Indeed, this is one of the main points made by the authors of the Animal Behavior study in the abstract of their article:

Sexual selection research has always been a subject for debate. Much of the criticism has concerned the imposition of conventional sex roles based on an anthropomorphic view of animals imposed by the researcher. ...previous discussions on the use of anthropomorphic terms in sexual selection seem not to have had any impact on sexual conflict research, which is why the topic of stereotyping the sexes is still of current importance.

What I was reminded of is a wonderful, readable, thoroughly anti-anthropomophic book, Ants At Work, by Stanford's Deborah Gordon. The book follows Gordon as she explores the organization of ant work live and as it unfolds, using techniques such as painting markings on individual ants so she can observe how they change their tasks.

The work is fascinating on its own, and it is worth watching Gordon talk about it in a TED lecture.

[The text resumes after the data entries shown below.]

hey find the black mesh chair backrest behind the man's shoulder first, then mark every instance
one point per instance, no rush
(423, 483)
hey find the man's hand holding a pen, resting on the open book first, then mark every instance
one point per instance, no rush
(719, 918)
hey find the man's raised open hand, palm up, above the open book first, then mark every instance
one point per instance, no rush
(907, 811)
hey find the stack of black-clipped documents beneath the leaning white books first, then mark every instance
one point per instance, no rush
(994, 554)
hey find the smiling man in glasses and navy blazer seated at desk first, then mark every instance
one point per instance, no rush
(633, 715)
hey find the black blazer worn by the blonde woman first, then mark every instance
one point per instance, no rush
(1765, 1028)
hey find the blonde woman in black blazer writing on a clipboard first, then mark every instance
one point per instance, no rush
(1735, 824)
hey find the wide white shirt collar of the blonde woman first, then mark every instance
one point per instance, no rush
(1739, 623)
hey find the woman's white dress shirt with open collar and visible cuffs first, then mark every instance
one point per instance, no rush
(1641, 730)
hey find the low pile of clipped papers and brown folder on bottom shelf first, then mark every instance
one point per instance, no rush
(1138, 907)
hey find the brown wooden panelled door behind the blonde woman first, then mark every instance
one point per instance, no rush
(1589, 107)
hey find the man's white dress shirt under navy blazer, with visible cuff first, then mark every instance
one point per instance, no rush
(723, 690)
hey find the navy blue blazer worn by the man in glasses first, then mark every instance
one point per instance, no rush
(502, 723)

But a thread running through the book that I found really powerful when I read it deals with the need to stop talking about ants using human metaphors. Ant colonies headed by queens, for example, conjure up fairly standard images based on human stereotypes of monarchies; and Gordon argues convincingly that these and other anthropomorphisms don't help us understand ants.

It is hard to convey just what a difference this makes: fundamentally, Gordon manages to take the reader to a point where you can think about ants as ants-- which turn out to be very exotic creatures indeed.

Anthropomorphizing household pets is unavoidable. Anthropomorphizing species as different from us, and removed from our everyday lives, as insects that fight to reproduce, whatever the cost, has obvious negative repercussions when those images of "nature", already structured according to human gender ideologies, are then used to claim that conflicts over sex are themselves inevitable-- "natural".

But there is an even greater violence done to the potential for us to understand other creatures on their own terms by our apparent inability to stop looking at everything around us as simply a mirror for Homo sapiens.

Karlsson Green and Madjidian help remind us of this.